Две реплики – Лавренёва и Ходасевича. Изнутри России и из русского зарубежья. Обе выхватывают Есенина из стана имажинистов и не без зависти перечисляют всё то, в чём преуспели члены Московского Ордена, стараясь увидеть в этих успехах руку Кремля.
Сказал своё слово и Иван Бунин. Он развивает некоторые мысли Ходасевича и, так как ему всегда не по нутру был Есенин, пытается углубиться в прошлое, найти русские болезни и пороки, носителей которых литературная общественность жалеет, видит в них «самородков» и превозносит:
«В.Ф.Ходасевич недавно напечатал в “Возрождении” статью по поводу “Романа без вранья” Мариенгофа и по поводу Есенина, героя этого романа. Статья прекрасная, но всё же я совсем не согласен с основной её мыслью, будто в “трагедии” и во всех качествах Есенина виновата “цыганская власть”, как называет Ходасевич власть большевистскую. Нет, “трагедия” Есениных и сами Есенины страшно стары, на тысячу лет старше большевистской власти, так стары и банальны со всей своей то острожной, то писарской лирикой, что просто уже тошнит от них. “Власть, Чека покровительствовала той банде, которой Есенин был окружён… которая была полезна большевикам, как вносящая сумятицу и безобразие в русскую литературу…” Всё так. Ещё в “Бесах” было это предусмотрено: “Нам каждая шелудивая кучка пригодится…” Но разве “шелудивую кучку” оправдывает то, что ею пользуются? Большевистской власти, конечно, было очень приятно, что Есенин был такой хам и хулиган, каких даже на Руси мало, что “наш национальный поэт” был друг-приятель и собутыльник чекистов, “молился Богу матерщиной”, по его собственному выражению, Европу и Америку называл “мразью”, и в то же время наряжался в шёлковое бельё на счёт американской старухи, мордуя её чем попадя и где попало, и вообще по всему свету позорил русское имя. Но что ж с того, что большевикам всё это было приятно? Тем хуже для Есенина. Он талант, трагическая натура, и посему ему всё прощается? Но талант у него был вовсе не такой, чтобы ему всё прощать, а “трагедия” его стара, как кабаки и полицейские участки. Ведь и до Есенина был вышеупомянутый “мальчонка”, ведь и до него пели: “Я мою хорошую в морду калошею”, и во веки веков процветала на Руси белая горячка, в припадках которой и вешаются, и режутся. И думаю, что всё это отлично знают все проливающие слёзы над “погибшей белой берёзой”. А если знают, то почему же всё-таки проливают? А потому, очевидно, что и до сих пор сидит в нас некое истинно роковое влечение к дикарю и хаму».
279
Речь Бунина резко выделяется из сонма голосов. Иван Алексеевич был донельзя желчен. О Мариенгофе он говорил не иначе как о «пройдохе», «величайшем негодяе» и даже «сверхнегодяе» – за его богохульные стихи.
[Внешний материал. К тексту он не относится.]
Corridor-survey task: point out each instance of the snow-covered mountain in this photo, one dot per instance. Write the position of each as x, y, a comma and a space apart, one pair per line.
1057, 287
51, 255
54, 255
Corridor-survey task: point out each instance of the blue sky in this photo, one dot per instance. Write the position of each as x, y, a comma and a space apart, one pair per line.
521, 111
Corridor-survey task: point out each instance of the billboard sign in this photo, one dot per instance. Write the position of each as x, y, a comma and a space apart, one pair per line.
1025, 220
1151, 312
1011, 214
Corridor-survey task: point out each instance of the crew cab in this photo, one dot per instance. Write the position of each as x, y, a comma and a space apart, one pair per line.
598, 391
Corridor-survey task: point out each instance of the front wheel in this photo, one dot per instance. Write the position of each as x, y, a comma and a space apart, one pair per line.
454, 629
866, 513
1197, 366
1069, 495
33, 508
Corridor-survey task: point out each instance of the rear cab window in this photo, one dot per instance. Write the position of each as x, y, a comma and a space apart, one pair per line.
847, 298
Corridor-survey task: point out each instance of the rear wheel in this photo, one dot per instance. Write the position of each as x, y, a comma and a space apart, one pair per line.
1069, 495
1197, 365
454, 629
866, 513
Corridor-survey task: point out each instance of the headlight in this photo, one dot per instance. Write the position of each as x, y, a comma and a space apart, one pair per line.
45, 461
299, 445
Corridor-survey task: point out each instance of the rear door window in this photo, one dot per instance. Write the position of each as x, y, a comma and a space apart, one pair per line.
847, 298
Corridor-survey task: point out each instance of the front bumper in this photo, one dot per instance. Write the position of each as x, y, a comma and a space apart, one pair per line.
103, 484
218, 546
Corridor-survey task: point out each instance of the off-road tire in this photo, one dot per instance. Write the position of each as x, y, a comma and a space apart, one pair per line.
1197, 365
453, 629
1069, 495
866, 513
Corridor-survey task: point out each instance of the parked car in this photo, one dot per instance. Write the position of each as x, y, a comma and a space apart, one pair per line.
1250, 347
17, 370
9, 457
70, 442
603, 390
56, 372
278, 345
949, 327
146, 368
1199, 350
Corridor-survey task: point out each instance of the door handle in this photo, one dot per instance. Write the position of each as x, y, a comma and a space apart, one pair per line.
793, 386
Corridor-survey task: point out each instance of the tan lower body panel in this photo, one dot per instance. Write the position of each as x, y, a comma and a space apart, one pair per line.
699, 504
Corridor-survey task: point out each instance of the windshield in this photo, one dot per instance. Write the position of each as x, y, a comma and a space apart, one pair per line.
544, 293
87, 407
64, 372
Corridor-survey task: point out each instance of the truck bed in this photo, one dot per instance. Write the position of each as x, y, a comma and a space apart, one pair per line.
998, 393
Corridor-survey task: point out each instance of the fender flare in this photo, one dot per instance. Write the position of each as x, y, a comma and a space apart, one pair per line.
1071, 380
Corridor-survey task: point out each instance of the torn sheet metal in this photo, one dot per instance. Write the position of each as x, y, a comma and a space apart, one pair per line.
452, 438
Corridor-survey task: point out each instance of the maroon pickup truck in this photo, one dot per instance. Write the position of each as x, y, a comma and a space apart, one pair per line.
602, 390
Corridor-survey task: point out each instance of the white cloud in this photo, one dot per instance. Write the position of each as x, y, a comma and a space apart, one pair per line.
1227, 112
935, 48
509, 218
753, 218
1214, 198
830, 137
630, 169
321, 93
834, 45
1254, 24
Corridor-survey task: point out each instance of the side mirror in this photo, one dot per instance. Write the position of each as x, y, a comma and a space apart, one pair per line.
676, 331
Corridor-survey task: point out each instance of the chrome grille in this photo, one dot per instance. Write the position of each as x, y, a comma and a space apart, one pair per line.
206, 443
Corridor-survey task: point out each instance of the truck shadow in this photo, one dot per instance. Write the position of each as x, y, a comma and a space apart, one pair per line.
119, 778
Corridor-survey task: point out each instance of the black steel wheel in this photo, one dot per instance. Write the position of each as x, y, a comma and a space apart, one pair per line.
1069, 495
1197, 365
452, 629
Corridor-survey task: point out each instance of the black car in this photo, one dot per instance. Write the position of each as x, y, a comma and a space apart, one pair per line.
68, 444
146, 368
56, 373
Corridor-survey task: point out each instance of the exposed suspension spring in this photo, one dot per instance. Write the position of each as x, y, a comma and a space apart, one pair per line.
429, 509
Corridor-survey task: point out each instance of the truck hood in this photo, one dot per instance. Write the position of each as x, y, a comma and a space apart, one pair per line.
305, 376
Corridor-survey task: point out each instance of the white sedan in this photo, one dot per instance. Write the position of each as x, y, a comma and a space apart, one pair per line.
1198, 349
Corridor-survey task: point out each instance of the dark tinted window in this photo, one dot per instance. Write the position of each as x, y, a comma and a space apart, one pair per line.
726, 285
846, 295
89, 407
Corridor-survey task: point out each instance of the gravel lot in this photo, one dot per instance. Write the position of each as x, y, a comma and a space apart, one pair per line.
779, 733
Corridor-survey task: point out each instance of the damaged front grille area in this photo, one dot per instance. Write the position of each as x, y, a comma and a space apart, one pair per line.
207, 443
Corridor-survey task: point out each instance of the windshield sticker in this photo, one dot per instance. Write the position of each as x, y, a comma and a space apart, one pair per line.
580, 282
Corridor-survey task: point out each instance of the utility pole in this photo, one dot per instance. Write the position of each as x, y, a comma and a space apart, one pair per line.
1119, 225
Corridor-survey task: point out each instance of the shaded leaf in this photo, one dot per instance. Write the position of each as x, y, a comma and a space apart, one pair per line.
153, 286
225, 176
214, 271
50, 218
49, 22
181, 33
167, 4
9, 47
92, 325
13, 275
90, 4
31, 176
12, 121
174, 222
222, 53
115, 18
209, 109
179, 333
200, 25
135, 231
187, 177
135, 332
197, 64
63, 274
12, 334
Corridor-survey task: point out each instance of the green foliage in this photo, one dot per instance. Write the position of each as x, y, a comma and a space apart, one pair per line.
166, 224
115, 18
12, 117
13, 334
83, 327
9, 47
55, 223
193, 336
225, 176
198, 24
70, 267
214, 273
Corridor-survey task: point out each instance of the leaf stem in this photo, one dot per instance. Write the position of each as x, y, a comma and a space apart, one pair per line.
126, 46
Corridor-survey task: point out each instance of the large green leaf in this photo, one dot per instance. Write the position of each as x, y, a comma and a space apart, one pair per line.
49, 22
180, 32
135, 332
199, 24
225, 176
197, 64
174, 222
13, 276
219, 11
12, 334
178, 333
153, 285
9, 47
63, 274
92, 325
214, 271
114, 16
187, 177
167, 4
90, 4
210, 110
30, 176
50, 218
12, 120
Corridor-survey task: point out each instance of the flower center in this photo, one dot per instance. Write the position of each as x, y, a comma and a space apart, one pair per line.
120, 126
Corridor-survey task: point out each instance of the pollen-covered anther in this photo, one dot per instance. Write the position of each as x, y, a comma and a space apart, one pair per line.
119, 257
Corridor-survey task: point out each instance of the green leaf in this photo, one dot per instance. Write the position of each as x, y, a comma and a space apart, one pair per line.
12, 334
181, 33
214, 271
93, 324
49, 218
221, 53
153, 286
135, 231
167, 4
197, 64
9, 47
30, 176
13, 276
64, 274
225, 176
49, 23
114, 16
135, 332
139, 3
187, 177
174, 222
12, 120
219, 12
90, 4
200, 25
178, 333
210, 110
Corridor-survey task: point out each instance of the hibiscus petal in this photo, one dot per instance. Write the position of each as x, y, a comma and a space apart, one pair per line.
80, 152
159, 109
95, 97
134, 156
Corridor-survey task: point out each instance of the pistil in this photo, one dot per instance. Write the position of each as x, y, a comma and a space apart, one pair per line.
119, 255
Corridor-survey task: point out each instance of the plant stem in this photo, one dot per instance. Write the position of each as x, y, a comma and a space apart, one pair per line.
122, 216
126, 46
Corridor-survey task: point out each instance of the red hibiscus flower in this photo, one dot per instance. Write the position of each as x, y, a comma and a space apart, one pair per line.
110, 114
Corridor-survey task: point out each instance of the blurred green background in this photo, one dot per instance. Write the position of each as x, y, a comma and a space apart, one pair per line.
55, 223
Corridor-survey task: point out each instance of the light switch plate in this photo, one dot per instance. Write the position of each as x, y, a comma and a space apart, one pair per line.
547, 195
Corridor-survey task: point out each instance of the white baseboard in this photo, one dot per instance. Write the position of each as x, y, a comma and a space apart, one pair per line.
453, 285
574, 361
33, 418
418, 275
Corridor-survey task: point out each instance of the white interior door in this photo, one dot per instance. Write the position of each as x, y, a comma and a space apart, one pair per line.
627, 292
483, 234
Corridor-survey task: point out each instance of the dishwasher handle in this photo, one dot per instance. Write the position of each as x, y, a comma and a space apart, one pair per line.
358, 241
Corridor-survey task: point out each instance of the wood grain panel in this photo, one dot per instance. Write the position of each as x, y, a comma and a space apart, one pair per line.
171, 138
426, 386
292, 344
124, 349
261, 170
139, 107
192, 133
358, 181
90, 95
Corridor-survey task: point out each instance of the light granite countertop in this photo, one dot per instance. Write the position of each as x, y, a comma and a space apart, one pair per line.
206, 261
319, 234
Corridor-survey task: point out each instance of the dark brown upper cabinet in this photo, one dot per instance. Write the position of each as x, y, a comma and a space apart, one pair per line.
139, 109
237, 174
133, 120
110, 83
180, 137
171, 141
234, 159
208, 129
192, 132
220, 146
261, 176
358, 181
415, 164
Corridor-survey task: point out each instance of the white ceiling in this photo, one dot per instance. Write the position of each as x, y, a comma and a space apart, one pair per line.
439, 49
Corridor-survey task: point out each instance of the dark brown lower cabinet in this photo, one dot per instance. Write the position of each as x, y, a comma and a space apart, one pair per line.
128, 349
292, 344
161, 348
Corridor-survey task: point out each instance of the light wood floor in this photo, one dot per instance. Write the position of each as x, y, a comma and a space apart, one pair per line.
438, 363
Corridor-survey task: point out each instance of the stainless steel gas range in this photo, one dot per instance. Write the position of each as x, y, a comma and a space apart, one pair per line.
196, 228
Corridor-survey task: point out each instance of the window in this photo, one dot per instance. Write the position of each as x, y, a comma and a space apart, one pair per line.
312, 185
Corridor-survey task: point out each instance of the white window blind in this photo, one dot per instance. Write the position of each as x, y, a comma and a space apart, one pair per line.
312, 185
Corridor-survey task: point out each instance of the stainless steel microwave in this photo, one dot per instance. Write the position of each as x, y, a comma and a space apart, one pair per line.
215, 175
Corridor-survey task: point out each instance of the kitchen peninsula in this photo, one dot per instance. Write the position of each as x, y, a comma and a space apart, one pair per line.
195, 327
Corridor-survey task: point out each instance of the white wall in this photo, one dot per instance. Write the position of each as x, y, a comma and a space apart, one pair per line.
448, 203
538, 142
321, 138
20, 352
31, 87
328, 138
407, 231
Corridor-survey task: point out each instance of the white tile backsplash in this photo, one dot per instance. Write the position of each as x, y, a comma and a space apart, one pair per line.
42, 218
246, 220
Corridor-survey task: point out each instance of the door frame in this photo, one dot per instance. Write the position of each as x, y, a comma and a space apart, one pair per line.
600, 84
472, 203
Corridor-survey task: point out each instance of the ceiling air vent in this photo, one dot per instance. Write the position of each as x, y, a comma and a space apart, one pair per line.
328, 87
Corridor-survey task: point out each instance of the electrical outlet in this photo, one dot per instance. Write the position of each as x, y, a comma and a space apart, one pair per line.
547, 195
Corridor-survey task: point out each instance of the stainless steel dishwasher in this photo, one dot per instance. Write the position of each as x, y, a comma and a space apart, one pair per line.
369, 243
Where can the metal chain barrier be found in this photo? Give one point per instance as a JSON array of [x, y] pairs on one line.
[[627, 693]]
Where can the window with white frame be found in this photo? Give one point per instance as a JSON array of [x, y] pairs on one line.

Что до Лавренёва, то его остроумно вышутил Израиль Меттер, назвав писателя «военвруном первого ранга»
280. А Ходасевич и русское зарубежье – как бы они ни пытались расписать революционную Москву, – точно такой же остров культуры со всеми интригами, подковёрной борьбой, завистью, то есть с той «атмосферой», которую они изобличают в рецензиях.
У Алексея Толстого, не понаслышке знающего жизнь русского Берлина и русского Парижа, есть рассказ «На острове Халки». Два других его названия – «Смерть поэта Санди» и «Последний день Санди». В тексте речь идёт о белоэмигрантах, сбежавших от большевиков в Грецию. Под палящим солнцем у бывших офицеров, обозлённых на всё и вся, сдают нервы. Они начинают подозревать беженца Александра Казанкова – поэта Санди – в том, что он осведомитель, сотрудничает с большевиками, и в итоге убивают его. Прототипом героя был Александр Куси-ков, который после шумных двадцатых навсегда ушёл из литературы – такая обстановка была в русском Париже
281.
Мариенгоф от литературы не отошёл, он пошёл другим путём.
В предисловии к своей книге «Уна и Сэлинджер» Фредерик Бегбедер, ссылаясь на Диану Вриланд
282, даёт такое определение жанра faction (fact + fiction):
«Всё [в книге] точно соответствует действительности: персонажи реальны, места существуют (или существовали), факты подлинны, а даты можно проверить по биографиям и учебникам истории. Всё остальное вымышлено. <…> В Соединённых Штатах для подобных романов Труменом Капоте был придуман ярлык: “non fiction novel”»
283. То есть, если дословно переводить «на язык родных осин» – «роман без вымысла», он же – роман без вранья.